You should also catch a lunchtime theatre performance (with a bowl of soup thrown in) at Bewley's Cafe Theatre, on the second floor of the fabulously exotic Bewley's Oriental Cafe. It opened in 1927 and has original stained glass windows by Harry Clarke on the ground floor. 78 Grafton Street, Dublin 2, (00 353 1) 672 7720 www.bewleys.ie

The city is packed with culture but a must-see is Dublin City Art Gallery The Hugh Lane with its astonishing collection of modern and contemporary Irish and international art. It is named after the late 19th century philanthropist and art lover who left his collection to found the gallery which opened in 1908. A recent acquisition is Francis Bacon's studio, moved in its entirety from a South Kensington mews in London. It is a mesmerising pigsty including not only the painter's brushes, easels and unfinished canvasses but a mass of discarded newspapers, books, general rubbish and cases of champagne. Charlemont House, Parnell square North, Dublin 1, (00 353 1) 222 5550 www.hughlane.ie

For a surprising taste of Eastern Europe, and a tribute to the large number of Polish workers in Dublin, pop into Polski Sklep in the pedestrianised Earl Street North, just off O'Connell Street. On the ground floor there is a busy Polish grocery store and above is a simple but endearing restaurant. Enjoy the formica tables, strip lights, a TV screen with Polish soaps, and hearty dishes of cabbage, dumplings and sausage served canteen style. There is no listed phone number but you can't miss it.

Don't miss live, impromptu Irish music at many pubs and bars like the Ha'Penny Inn and The International while Big Band music is making a comeback and Sunday evening performances by Dublin City Jazz Orchestra are always packed. The crowd assembles in a scruffy upstairs room with the instrumentalists at one end, a bar at the other, and lots of sofas in between. It ain't chic but it's fun and there's loads of talent in the line-up and occasional appearances from legendary star names. 4 Dame Street, Dublin, (00 353 1) 679 0291.

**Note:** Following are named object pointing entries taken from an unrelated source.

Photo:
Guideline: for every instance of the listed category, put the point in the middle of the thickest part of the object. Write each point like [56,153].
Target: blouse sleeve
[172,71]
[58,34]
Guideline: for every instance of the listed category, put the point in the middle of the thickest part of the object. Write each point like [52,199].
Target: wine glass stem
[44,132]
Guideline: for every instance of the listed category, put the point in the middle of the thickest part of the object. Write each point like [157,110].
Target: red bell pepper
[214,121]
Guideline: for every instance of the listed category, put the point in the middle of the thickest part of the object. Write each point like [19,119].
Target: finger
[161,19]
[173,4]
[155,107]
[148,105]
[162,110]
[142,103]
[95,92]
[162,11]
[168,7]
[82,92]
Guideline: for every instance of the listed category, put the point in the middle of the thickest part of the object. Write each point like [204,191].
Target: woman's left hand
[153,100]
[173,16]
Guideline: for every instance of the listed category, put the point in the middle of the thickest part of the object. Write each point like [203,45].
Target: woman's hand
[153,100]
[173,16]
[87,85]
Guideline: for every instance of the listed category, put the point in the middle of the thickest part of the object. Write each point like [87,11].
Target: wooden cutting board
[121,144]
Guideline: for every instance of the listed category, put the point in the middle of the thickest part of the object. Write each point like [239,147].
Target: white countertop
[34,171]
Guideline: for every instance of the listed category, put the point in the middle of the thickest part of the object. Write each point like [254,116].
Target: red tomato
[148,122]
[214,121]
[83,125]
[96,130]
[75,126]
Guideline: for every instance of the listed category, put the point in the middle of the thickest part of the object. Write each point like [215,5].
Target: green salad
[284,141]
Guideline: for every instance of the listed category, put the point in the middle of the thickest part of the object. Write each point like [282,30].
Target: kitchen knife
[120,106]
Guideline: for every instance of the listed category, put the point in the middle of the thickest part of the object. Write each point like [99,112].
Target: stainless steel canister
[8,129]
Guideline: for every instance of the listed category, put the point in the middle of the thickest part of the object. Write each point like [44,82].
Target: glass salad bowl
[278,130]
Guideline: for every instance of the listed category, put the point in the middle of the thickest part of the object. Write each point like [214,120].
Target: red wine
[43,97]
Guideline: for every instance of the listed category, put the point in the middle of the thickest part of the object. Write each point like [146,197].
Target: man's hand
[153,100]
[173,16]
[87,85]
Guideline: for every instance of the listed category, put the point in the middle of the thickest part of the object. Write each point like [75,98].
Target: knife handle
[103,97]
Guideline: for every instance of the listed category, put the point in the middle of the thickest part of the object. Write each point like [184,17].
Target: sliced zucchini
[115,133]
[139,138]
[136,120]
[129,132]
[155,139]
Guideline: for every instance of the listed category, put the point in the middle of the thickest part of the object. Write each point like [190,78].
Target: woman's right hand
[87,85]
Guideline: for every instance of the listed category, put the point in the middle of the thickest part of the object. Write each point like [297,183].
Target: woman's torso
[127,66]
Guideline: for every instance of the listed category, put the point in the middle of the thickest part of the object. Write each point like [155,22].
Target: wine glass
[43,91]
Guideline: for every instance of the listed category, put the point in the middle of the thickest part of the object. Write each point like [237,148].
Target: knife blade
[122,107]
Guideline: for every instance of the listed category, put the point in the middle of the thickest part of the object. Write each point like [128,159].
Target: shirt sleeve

There's a cosy pub culture in Dublin especially when sporting events - especially rugby internationals - are screened and it turns into a party. Head for Doheny & Nesbitt a magnet for lawyers and government professionals, 5 Baggot Street Lower, (00 353 1) 676 2945; Kehoe's cramped and noisy, just off St Stephen's Green, 9 South Anne Street, (00 353 1) 677 8312; or Flowing Tide, close to the Abbey theatre in the raffish North Side part of town, (00 353 1) 874 4106.